Fidel tenía el pelo blanco, los ojos grises, una guitarra vieja y la sonrisa cansada.
Le conocí en su orgullosa condición de indigente feliz y no me extrañó suspirar por un hombre de sesenta y tantos cuando me dijo «mírala, con sus ojitos azules y sus dieciocho añitos, casi parece de cristal»
«Es usted poeta» le dije, le molestó que le hablase de usted igual que le molestó el café sin azúcar «tacaños como curas» dijo que éramos, un grupo de estudiantes que no sabía de nada y daba desayunos en un voluntariado de domingo.
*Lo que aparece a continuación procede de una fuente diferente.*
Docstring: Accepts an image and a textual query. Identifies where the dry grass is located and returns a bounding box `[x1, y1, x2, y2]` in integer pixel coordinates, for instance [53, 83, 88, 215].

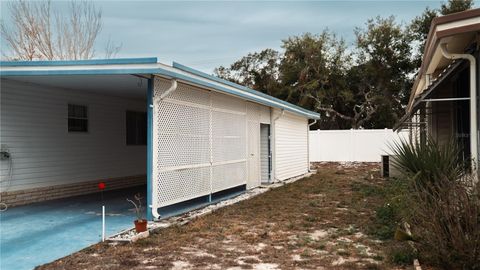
[37, 163, 409, 270]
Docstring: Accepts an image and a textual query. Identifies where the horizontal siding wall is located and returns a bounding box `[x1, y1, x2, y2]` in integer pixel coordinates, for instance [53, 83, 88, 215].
[0, 79, 146, 192]
[274, 111, 308, 180]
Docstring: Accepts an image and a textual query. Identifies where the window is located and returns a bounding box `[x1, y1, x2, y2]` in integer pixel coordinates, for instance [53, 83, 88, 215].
[126, 111, 147, 145]
[68, 104, 88, 132]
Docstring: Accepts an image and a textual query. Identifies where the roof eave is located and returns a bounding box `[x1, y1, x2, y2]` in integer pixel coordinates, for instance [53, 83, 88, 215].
[0, 58, 320, 120]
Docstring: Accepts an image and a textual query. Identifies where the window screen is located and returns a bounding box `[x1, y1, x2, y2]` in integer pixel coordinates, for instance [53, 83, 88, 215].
[126, 111, 147, 145]
[68, 104, 88, 132]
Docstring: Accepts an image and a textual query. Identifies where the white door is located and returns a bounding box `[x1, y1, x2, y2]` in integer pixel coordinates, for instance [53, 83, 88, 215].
[247, 121, 260, 188]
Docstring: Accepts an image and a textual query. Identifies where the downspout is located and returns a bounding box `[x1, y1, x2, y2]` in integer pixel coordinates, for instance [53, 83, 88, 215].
[271, 109, 285, 182]
[440, 44, 478, 175]
[159, 79, 178, 101]
[152, 78, 178, 220]
[307, 120, 317, 172]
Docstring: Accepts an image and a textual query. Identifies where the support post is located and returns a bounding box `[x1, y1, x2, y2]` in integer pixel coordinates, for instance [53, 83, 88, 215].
[146, 78, 153, 221]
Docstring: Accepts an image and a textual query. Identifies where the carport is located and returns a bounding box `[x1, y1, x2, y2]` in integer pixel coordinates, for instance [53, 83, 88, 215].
[1, 57, 319, 221]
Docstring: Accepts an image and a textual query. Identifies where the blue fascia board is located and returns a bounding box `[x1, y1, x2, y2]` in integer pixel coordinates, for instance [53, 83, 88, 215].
[0, 57, 158, 67]
[172, 62, 320, 119]
[0, 68, 160, 76]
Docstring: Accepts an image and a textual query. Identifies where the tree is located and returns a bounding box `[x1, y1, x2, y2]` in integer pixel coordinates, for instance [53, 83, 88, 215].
[213, 1, 473, 130]
[279, 32, 354, 129]
[1, 0, 120, 60]
[215, 21, 414, 129]
[214, 49, 282, 97]
[353, 16, 414, 128]
[440, 0, 473, 15]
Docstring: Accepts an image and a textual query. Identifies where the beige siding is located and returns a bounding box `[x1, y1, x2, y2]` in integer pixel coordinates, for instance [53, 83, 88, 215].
[274, 111, 308, 180]
[0, 79, 146, 192]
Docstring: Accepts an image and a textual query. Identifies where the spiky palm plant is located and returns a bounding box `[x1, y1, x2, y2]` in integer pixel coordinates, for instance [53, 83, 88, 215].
[389, 137, 469, 187]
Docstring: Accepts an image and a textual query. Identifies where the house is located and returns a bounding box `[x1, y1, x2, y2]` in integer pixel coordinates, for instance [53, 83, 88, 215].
[396, 8, 480, 170]
[0, 58, 320, 220]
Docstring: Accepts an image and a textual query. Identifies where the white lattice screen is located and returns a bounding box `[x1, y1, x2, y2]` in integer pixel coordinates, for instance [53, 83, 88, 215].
[152, 77, 247, 208]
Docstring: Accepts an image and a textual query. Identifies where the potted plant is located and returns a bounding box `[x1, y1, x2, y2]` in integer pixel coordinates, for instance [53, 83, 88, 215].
[127, 193, 147, 233]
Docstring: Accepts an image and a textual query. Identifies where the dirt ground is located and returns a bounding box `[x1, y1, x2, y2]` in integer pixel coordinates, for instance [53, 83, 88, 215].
[37, 163, 409, 270]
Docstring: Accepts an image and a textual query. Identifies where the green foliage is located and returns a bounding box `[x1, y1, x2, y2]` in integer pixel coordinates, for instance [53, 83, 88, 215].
[388, 139, 480, 269]
[389, 244, 417, 265]
[216, 22, 413, 129]
[215, 1, 474, 130]
[280, 32, 354, 129]
[352, 16, 414, 128]
[440, 0, 474, 15]
[214, 49, 281, 97]
[389, 137, 469, 186]
[368, 178, 409, 240]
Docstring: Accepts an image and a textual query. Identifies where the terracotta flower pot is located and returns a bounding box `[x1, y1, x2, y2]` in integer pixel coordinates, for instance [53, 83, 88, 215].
[134, 219, 147, 233]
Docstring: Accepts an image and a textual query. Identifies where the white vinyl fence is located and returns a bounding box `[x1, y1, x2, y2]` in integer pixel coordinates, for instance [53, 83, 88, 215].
[309, 129, 410, 162]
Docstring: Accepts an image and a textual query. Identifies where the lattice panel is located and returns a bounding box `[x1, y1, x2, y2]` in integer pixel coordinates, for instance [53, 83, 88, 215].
[157, 102, 210, 168]
[210, 92, 247, 193]
[212, 162, 246, 193]
[153, 78, 211, 207]
[156, 77, 210, 106]
[247, 102, 262, 122]
[212, 110, 246, 162]
[153, 77, 248, 209]
[212, 92, 246, 113]
[157, 167, 211, 206]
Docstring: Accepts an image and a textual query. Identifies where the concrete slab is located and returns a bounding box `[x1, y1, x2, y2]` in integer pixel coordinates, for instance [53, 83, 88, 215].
[0, 185, 146, 270]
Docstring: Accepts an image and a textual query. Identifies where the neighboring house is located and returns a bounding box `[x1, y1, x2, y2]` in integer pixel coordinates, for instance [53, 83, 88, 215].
[0, 58, 319, 220]
[396, 9, 480, 167]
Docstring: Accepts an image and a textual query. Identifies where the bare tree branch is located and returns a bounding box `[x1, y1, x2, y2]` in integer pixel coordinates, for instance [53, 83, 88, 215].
[104, 37, 122, 59]
[308, 85, 379, 129]
[1, 0, 113, 61]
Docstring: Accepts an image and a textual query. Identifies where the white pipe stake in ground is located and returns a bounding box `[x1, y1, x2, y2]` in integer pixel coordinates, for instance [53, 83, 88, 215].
[102, 205, 105, 242]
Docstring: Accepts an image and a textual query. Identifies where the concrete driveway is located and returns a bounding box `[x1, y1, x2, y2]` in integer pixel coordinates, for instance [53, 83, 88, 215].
[0, 186, 146, 270]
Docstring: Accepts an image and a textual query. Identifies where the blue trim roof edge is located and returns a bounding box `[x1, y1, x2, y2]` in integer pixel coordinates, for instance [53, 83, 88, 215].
[0, 57, 158, 67]
[172, 62, 320, 119]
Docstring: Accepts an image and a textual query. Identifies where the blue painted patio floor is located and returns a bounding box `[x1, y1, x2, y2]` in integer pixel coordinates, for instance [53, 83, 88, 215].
[0, 185, 245, 270]
[1, 186, 146, 270]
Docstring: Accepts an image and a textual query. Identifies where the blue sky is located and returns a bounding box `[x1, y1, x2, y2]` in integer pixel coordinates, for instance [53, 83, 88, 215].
[1, 1, 477, 72]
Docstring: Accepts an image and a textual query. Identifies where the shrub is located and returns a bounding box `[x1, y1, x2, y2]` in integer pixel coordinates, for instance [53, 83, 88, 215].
[390, 138, 480, 269]
[389, 243, 417, 265]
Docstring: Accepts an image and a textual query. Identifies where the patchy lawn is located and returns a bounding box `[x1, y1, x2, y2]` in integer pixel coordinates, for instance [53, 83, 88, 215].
[37, 163, 409, 270]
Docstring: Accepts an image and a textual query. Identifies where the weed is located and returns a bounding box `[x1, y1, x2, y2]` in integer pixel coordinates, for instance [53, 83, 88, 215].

Se fijó en mi amiga y preguntó si era latina «porque está muy callada», cuando contó que era gallega Fidel pareció recordar su vida entera, nos habló de un amor, una chica gallega, drogadicta, que le desquiciaba y le tiraba cosas, pero a quien salvó (con recompensa); nos habló de su hijo, que entonces era un niño luminoso, enamorado de Renata pero con vergüenza de tocarla y de una nieta, una niña tan preciosa que daba susto (con fotos para demostrarlo)
Nos habló de lo que hacía antes, cantar canciones indecentes en un bar de Malasaña y sonrojó a la chica diminuta cuando nos dedicó la canción del cunilingus.
Ese día hablamos con mucha gente, desempleados, artistas, extranjeros acosados por el racismo, familias agobiadas por la crisis, gente triste atrapada en los vicios, incluso mujeres que preferían ser pobres a no ser libres. Al final todos estaban igual, apretados en la esquina inferior izquierda de la sociedad, apartados para molestar lo menos posible.
El trabajo hace de la vida un juego retorcido que deja a muchos fuera (parados en la casilla de salida y sin cobrar los 200) pero no puedo evitar acordarme de Fidel más que de nadie, que se lo tomaba con humor porque para él el juego era poco más que un chiste malo.